Sanral’s refusal to disclose details of the contract included a farcical episode in which the agency was finally pressurised into delivering the contract which, when opened, was found to have most of the contents blacked out.
Pulling out all the stops, Sanral insisted that the project had progressed too far to suddenly be stopped and if it were, the country would suffer severe financial harm, including the R20bn ($2.5bn) installation costs that would have to be repaid to lenders regardless of whether or not the GFIP proceeds. The debt was underwritten by the South African government. The Treasury appeared as a Sanral witness to impress upon the court the damage that halting the project would cause to the fiscus in having to repay the debt without toll income and the harm that would accrue to South Africa’s reputation in capital markets.
But not all economists were convinced.
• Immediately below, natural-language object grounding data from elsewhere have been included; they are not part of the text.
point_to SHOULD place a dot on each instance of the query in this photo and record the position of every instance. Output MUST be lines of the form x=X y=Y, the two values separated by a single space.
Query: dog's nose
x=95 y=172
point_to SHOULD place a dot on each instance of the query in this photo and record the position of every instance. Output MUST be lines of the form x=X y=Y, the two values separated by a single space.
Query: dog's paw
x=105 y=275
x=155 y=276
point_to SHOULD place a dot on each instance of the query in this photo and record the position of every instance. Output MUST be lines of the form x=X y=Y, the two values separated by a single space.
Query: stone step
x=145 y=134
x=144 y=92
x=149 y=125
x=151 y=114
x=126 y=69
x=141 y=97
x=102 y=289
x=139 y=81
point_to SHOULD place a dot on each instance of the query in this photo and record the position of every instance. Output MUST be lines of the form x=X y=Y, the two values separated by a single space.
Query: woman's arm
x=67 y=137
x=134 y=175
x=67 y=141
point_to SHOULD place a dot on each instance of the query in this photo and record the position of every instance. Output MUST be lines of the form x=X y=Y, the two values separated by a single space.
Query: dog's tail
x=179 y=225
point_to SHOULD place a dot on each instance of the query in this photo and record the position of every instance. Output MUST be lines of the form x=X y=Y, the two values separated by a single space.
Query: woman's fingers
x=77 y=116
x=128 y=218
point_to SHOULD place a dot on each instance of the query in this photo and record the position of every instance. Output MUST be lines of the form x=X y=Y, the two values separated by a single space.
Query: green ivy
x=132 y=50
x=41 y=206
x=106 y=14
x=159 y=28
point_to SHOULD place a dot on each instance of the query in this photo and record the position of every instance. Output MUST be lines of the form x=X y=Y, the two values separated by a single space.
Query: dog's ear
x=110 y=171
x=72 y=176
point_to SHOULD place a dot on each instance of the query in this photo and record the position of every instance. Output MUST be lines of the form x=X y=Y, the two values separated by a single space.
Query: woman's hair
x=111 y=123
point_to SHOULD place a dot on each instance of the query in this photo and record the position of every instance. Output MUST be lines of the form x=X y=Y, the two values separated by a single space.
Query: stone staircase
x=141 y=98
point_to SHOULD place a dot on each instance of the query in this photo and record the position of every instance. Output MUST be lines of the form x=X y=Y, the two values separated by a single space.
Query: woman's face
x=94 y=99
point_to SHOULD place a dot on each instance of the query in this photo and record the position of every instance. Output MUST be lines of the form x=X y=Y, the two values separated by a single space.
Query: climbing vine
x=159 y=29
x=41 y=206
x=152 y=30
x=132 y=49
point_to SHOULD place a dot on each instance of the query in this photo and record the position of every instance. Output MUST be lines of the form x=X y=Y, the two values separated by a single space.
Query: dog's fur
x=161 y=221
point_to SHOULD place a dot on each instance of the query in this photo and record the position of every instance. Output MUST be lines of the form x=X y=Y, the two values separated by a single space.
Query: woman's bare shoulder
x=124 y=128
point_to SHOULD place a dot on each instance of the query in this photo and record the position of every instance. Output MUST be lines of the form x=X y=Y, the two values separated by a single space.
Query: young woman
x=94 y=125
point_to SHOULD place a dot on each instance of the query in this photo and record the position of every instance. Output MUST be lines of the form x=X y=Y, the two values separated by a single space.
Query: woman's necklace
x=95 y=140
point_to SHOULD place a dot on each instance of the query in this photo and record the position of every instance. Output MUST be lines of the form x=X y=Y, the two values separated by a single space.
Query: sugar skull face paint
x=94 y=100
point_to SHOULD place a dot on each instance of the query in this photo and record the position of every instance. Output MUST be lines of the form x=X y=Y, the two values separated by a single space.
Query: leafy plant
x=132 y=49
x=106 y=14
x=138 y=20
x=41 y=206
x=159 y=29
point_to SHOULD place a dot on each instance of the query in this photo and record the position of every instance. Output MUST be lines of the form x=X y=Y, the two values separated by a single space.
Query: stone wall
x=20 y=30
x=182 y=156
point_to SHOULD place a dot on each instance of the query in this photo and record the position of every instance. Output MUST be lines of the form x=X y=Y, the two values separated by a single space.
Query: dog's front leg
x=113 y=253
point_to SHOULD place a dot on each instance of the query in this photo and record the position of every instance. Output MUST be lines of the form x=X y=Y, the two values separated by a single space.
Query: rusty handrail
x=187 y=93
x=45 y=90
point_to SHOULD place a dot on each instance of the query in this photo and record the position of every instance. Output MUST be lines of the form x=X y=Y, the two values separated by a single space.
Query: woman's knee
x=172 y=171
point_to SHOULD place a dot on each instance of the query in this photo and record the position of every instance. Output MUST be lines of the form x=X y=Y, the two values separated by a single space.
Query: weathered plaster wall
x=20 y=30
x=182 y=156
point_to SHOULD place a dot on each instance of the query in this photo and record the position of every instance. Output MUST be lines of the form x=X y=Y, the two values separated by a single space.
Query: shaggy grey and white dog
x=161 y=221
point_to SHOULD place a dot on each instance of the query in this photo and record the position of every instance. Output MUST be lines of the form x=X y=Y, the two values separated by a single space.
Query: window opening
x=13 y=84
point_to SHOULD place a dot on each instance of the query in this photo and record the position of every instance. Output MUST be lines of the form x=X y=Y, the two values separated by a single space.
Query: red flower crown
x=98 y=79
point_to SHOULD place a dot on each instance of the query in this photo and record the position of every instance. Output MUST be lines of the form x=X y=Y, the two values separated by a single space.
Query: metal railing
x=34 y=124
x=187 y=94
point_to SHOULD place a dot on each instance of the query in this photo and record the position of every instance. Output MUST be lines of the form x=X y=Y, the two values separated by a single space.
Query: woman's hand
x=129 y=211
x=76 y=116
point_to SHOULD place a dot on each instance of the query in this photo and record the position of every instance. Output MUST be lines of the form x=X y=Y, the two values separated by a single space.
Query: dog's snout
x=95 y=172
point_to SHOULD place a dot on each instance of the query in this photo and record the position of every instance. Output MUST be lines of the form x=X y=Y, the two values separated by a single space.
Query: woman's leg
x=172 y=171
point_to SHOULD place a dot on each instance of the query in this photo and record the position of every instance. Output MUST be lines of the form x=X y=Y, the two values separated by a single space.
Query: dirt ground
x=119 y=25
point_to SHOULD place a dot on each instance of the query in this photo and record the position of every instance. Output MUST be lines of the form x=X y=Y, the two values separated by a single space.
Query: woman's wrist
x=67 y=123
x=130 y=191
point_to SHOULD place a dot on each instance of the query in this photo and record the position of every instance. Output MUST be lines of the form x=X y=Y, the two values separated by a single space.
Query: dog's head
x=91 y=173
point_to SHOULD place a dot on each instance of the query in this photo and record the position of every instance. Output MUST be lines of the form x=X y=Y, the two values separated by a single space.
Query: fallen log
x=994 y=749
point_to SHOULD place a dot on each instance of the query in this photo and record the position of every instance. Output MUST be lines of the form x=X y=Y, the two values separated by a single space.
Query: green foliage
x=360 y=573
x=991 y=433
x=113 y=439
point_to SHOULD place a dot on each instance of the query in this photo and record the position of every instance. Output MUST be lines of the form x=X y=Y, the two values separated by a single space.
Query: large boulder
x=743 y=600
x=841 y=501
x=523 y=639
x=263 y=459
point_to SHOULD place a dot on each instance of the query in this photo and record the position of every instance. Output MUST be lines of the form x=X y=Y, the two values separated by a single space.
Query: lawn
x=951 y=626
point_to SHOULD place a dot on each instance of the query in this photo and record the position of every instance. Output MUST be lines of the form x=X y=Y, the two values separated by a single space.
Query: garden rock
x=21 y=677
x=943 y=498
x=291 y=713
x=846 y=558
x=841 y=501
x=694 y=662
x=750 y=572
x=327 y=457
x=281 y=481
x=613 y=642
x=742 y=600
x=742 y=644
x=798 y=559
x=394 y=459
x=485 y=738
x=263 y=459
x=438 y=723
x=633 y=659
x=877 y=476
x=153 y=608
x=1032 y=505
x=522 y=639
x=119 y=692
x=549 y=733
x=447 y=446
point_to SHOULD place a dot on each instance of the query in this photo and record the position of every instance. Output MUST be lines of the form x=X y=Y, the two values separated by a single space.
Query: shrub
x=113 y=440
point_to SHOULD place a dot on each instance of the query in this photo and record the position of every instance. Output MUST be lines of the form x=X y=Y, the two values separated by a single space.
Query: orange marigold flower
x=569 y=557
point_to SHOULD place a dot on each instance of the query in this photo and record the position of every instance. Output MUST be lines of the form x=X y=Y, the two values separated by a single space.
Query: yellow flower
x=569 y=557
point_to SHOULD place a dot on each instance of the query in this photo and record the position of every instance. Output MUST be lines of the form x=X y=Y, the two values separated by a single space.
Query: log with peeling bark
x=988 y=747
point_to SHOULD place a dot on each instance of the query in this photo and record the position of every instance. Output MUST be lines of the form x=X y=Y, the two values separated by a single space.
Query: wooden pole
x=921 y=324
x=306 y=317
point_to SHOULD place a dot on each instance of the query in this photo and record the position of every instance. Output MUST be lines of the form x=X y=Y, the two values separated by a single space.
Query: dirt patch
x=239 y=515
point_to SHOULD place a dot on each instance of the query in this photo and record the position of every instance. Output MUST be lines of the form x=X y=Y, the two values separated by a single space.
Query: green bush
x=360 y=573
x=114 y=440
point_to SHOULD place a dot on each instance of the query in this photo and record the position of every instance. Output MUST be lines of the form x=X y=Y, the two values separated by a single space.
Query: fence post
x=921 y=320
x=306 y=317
A fair proportion have dismissed claims of the dire consequence to national finances and the trashing of South Africa’s global credit rating if the e-toll programme did not go ahead.
Economist at Johannesburg’s Investment Solutions, Chris Hart, says there is “a weakness in expenditure the government is not telling us about” if the interdict destabilises expenditure to any great extent. He describes the delay as “no big deal” and estimates the government would have to pay less than R2bn ($285m) a year to service the GFIP incurred debt.
Efficient Group economist Dawie Roodt says the government’s chaotic efforts to introduce e-tolling, and the High Court’s order to halt the project, have cast a shadow over the state’s multibillion-rand infrastructure plans, with questions raised about its ability or willingness to guarantee debt.
“South Africa’s leadership also appears weak and confused, which could damage the country’s image as an investment destination,” he maintains.
Standard Bank’s chief economist Goolam Ballim says contractual infringement does not imply sovereign default risk and won’t affect South Africa’s international credit standing. “It’s a government-guaranteed debt,” he says, “and if Sanral can’t pay it, the government will. Hart also notes that March’s hike of 10 cents a litre in the government levy on price of petrol will give the government enough leeway to service the debt.
Peter Attard Montalto, emerging market economist, warns that the inability to raise tolls carries serious fiscal risk, sets a dangerous precedent and could have negative implications for the government’s infrastructure programme.
Dramatic as events were in the upending of the e-toll road project, local financial markets were left largely untouched because, proposes Investec economist Tertia Jacobs, “the markets had expected nothing less than a fiasco”. She points out that the e-toll controversy has been simmering for months and the markets are waiting to see how the government and Sanral will overcome the impasse.
Factors that weighed heavily on the legal proceedings were the steep toll cost, a serious lack of public transport, the knock-on effect toll costs would have on inflation and how the poor would suffer as would, by association, the informal economy.
In the final analysis, the interdict means the implementation of e-tolling will be delayed for a period of months or even years depending on how long a review of the process by Outa will take. Essentially, the interdict will be in place until all litigation pertaining to the review process is concluded which, in the opinion of one senior council, could be more than a year.
Ordinary South Africans insist they will not be able to afford to pay for tolls and have no alternative.